Contrairement aux idiots, ceux que nous convions sur MN sont appelés
à signer de leurs noms et même à assumer leur tronche. Des pseudos
viennent bien souvent à la rescousse de cette mise à nu demandée.
Nos invités interviewés sont incorporés à ce bataillon, assimilés
à des contributeurs et donc à ces apôtres de la mauvaise nouvelle.
Il y a comme une volonté de les salir, comme nous avons eu celle
d’incarner des sortes de suicidés éternels comme dirait Hermann
Hesse. Nous voulons qu’un maximum soient vu comme des oiseaux de
mauvais augure de la part des leurs. Pour dire la vérité, je suis
obsédé par ces fresques appelées « danse des morts »
que l’on trouve dans certaines églises, comme à la chaise dieu.
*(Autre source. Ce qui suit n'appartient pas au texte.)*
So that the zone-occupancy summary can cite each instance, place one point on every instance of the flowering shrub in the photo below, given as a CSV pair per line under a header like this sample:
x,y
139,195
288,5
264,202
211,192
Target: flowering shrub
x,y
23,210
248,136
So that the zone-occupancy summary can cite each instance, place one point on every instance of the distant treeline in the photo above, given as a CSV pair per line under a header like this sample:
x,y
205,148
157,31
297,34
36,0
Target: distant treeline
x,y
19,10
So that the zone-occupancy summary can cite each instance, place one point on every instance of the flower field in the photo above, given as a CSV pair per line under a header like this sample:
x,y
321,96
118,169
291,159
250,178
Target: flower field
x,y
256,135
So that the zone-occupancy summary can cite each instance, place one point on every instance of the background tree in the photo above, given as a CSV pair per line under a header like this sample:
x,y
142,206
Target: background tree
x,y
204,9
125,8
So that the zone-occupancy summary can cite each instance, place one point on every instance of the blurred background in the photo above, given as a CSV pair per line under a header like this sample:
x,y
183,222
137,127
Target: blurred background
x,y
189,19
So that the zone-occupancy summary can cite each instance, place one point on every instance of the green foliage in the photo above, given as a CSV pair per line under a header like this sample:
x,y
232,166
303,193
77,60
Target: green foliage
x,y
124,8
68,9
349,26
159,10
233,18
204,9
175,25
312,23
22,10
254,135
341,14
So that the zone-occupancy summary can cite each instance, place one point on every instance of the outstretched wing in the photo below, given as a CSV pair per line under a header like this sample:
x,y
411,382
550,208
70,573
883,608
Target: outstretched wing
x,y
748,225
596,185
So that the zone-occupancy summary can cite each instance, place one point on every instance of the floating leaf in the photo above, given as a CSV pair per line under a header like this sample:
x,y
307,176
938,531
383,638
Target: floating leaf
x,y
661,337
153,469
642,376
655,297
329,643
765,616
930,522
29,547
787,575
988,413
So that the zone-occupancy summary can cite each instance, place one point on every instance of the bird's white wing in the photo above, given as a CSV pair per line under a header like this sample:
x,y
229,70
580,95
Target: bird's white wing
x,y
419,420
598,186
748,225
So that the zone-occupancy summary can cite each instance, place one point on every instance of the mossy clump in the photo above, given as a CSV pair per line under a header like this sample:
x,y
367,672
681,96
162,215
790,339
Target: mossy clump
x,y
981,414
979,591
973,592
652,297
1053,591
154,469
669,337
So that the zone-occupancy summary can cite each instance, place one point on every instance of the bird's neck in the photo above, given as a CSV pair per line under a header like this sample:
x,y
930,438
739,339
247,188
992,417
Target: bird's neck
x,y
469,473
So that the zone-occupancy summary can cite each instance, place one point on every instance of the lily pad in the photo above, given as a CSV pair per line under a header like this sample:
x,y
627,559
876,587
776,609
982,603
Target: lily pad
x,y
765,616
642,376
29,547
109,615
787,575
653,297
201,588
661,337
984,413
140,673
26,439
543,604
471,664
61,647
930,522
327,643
Il s’agissait d’intercaler tous les archétypes de la société
avec des squelettes. Le principe était, en période de passage de la
grande faucheuse, de la mort noire, de montrer avec ironie
l’égalitarisme dans lequel nous plaçait la mort. L’annonce de
la mauvaise nouvelle, ce n’est rien d’autre que cette danse des
morts, rien d’autre que placer le squelette de chacun dans le
miroir dans lequel il se mire et se recoiffe. Et c’est malgré tout
une danse, car il ne faudrait pas tomber dans le pathétique tout de
même ! J’avoue même jouir d’annoncer la mauvaise nouvelle,
j’avoue cultiver ce malin plaisir à gâcher la fête, dans cette
société arrivée en fin de soirée, comme l’hurluberlu qui a le
vin triste et fait chier tout le monde avant l’aube. C’est
l’after-triste que l’on réserve pour tous. Mais ce choix d’être
le trouble fête des « satisfaits du temps présent »
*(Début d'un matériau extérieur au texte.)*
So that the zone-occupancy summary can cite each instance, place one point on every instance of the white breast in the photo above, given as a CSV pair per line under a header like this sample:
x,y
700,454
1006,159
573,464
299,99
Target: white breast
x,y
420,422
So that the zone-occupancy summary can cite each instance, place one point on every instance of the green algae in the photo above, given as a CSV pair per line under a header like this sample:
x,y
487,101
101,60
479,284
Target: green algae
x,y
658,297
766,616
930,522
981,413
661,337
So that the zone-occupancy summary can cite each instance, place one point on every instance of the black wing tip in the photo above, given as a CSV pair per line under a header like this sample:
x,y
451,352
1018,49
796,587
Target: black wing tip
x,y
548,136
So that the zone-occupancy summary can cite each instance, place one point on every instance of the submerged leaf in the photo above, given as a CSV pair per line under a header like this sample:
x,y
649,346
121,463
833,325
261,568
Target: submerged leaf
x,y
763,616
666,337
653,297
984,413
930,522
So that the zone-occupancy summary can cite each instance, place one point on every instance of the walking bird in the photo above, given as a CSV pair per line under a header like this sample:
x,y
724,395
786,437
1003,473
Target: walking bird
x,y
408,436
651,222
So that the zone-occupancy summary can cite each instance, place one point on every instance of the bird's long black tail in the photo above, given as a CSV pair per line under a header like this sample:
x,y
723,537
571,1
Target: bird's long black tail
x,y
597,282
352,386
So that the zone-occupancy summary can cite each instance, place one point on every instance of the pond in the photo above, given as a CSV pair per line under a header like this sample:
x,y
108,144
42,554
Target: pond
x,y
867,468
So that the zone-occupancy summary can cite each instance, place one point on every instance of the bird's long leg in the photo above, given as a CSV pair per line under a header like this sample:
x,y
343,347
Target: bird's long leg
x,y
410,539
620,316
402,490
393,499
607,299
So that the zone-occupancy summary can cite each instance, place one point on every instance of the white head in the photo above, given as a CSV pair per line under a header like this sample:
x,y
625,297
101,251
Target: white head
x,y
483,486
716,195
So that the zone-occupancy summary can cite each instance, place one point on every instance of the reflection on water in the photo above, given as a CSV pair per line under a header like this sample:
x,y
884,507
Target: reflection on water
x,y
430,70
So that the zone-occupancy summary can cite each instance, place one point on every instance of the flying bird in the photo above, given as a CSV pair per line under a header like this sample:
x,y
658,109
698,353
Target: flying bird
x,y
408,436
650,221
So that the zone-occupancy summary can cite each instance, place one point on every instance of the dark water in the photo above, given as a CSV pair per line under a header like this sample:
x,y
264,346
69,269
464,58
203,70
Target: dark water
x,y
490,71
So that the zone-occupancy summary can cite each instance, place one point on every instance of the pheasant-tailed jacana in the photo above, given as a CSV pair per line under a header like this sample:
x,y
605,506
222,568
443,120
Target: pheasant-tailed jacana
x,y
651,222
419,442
implique automatiquement un sacrifice : nous et ce qui osent
nous côtoyer, s’approcher de nous. Les idiots ?... Nous
sommes contagieux, Mauvaise Nouvelle
ne demande qu’à se propager comme la rumeur. Notre mur de
contributeurs est un mur de chasse, quasiment un cimetière, une
collection de squelettes que nous intercalons avec nos lecteurs. Et
dire que repus de cet esthétisme romantique, nous osons affirmer que
l’annonce de la mauvaise nouvelle est utile au salut du monde…
Nous sommes donc certains de nous tromper alors que les idiots
peuvent peut être encore avoir raison.